Dear Zee, Your story is unspeakably horrible. (I say “unspeakably,” and yet speaking must be done.) To think that people who are so abusive, SO ABUSIVE are representing God to others. I believe the punishment will be severe for such evildoers who have chosen to walk in such darkness. God bless you, Zee, and carry you through the days of your healing from the abuse and abandonment.
By reading your blog, I learn how much more of what I’ve heard over the years has been incorrect. So many churches teach these things, like “Fear not!” as though to fear is to sin and it’s good/beneficial to pretend that evil doesn’t exist. So many times a person is taught to ignore and dismiss the inner sense of doom/danger as though to heed such warning is to live in fear and be sinfully afraid.
I find that abusive relationships are cult-like. Marriages to an abuser are mini-cults. The abuser will instill fear in the victim as to keep the victim in the cult of their so-called ‘marriage’. And the abuser’s threats are credible. How many times do abused women find themselves isolated, given the cold shoulder by others, smeared to others? It’s pretty standard.

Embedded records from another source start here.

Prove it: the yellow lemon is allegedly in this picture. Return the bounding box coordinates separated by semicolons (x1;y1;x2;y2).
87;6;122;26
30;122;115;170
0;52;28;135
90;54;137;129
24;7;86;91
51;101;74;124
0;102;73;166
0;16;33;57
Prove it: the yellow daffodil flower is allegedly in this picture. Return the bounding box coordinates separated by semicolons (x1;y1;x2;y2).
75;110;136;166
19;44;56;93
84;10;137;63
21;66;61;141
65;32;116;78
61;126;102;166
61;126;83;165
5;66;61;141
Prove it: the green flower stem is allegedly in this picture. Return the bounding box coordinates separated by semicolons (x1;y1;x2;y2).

I learned a lot from this two-part blog postings on fear. Thanks for writing and posting it.
I can’t tell you how thankful I am to hear that. I hope to eventually do two more posts about fear–one about all the “fear nots” in the Bible (366 of them!) and one about what are sometimes called “irrational” fears that are actually prompted by past trauma.
These are Rx for my soul… re-read as necessary. Thank you for your diligence in presenting truth with clarity in places where spiritual environment’s confusion has often been sown in deceit.
I’m very thankful for that.
I’m someone who easily senses oppression about a person or a situation, and I have learned through the years that downplaying and ignoring that won’t help. Sooner or later the truth comes out, and often as much worse than I could anticipate..
Praying for wisdom, protection and direction is what I do now, whenever I feel anything unsafe.
As I am somewhat hypervigilant, due to so many unspleasant and traumatic situations over the last few years, it’s my prayer to have real discernment when needed and be free from paranoia (baseless fear and demonic intimidation..) Ignoring my gut isn’t the solution, but brining it to the Lord is the way to go.
Yes, absolutely. I hope to explore those things more in a later blog post.